Higher interest rates, for example, tend to attract foreign buyers seeking higher returns, which provides sterling with a boost. Conversely, when interest rates fall, the pound weakens, making imports more expensive which in turn bumps up the cost of living.
Sterling has experienced something of a rollercoaster ride since the vote for Brexit some three years ago, with ongoing political uncertainty continuing to exert pressure.
In February the pound reached a 21-month high against the euro after the Prime Minister Theresa May agreed to give MPs a vote on whether to extend Article 50 rather than leave with no deal,3 but then fell back again in March following the announcement that there would be a Brexit delay.4
Greater clarity over exactly how and when Brexit will take place could potentially bring a period of greater stability for the pound, but there are no guarantees.

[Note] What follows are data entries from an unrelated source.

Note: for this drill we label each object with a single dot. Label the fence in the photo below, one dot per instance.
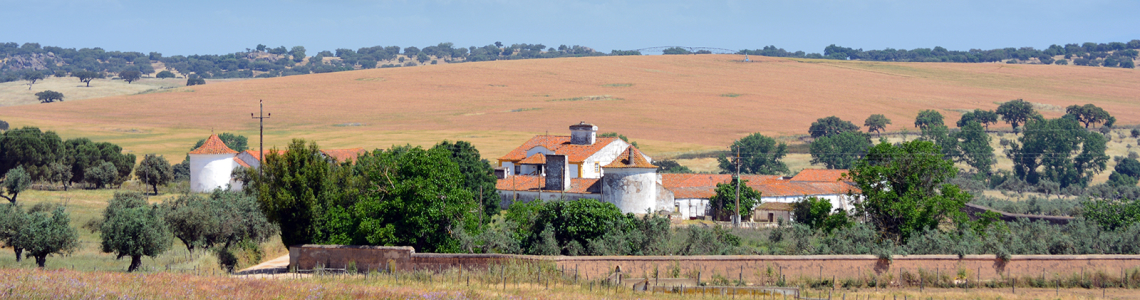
(759, 269)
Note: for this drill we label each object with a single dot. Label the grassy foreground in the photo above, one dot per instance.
(449, 284)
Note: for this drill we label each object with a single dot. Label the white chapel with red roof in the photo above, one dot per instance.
(583, 165)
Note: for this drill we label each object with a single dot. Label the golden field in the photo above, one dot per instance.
(668, 104)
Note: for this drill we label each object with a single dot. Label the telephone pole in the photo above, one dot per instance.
(735, 221)
(261, 136)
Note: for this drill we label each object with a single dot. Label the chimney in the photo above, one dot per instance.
(558, 176)
(583, 134)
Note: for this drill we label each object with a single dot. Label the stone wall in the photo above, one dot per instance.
(752, 268)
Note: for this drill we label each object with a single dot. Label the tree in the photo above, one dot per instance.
(479, 175)
(758, 154)
(31, 148)
(154, 170)
(928, 119)
(984, 118)
(724, 202)
(830, 126)
(221, 219)
(86, 76)
(946, 140)
(133, 228)
(292, 189)
(670, 167)
(1016, 112)
(876, 123)
(49, 96)
(1065, 152)
(298, 54)
(1088, 114)
(905, 188)
(581, 221)
(81, 154)
(195, 81)
(102, 175)
(14, 181)
(237, 143)
(130, 75)
(839, 151)
(45, 235)
(975, 147)
(32, 76)
(815, 212)
(13, 220)
(422, 183)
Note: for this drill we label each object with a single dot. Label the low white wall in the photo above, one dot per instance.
(210, 171)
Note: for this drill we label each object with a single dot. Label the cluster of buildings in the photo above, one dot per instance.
(581, 165)
(213, 163)
(584, 165)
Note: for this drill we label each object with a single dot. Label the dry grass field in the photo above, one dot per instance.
(668, 104)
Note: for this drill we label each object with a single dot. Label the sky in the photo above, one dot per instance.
(210, 26)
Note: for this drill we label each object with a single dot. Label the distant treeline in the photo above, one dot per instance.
(1089, 54)
(266, 62)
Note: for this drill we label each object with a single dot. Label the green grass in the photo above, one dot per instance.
(87, 204)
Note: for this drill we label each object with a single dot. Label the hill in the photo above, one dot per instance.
(668, 104)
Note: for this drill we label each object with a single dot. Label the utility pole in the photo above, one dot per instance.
(261, 136)
(737, 212)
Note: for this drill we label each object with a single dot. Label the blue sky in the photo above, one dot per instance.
(208, 26)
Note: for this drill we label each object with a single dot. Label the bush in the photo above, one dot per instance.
(133, 228)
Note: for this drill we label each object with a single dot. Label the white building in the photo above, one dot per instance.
(552, 168)
(213, 163)
(211, 167)
(586, 153)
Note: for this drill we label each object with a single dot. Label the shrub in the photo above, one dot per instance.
(133, 228)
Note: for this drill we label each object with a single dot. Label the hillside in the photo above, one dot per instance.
(668, 104)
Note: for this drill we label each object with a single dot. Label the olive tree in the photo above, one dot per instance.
(876, 123)
(11, 220)
(905, 188)
(43, 235)
(154, 170)
(14, 181)
(133, 228)
(830, 126)
(928, 119)
(49, 96)
(1016, 112)
(758, 154)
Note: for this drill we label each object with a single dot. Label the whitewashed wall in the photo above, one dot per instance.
(630, 189)
(210, 171)
(602, 157)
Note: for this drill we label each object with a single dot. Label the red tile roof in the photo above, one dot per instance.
(623, 160)
(703, 186)
(342, 155)
(537, 159)
(213, 145)
(820, 175)
(560, 145)
(239, 162)
(536, 183)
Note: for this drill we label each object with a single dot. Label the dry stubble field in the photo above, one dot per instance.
(668, 104)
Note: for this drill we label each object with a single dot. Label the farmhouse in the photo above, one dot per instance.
(213, 163)
(581, 165)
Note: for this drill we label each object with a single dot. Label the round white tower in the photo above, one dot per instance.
(211, 165)
(630, 183)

How currency movements affect UK investments
When the pound rises or falls in value, this can have a big impact on UK investments. Often sterling weakness benefits UK investors, as many of the multinational companies listed on the FTSE 100 index of Britain’s biggest companies earn much of their revenues abroad. This means that when the value of the pound falls, foreign profits are boosted when converted back into sterling, and vice versa.
However, a weaker pound is often less positive for smaller UK companies who may not operate overseas, as it reduces the buying power of their customers here.
It’s impossible to know which direction sterling will move in next, but given current political and economic uncertainty, it arguably makes sense to prepare for ongoing volatility.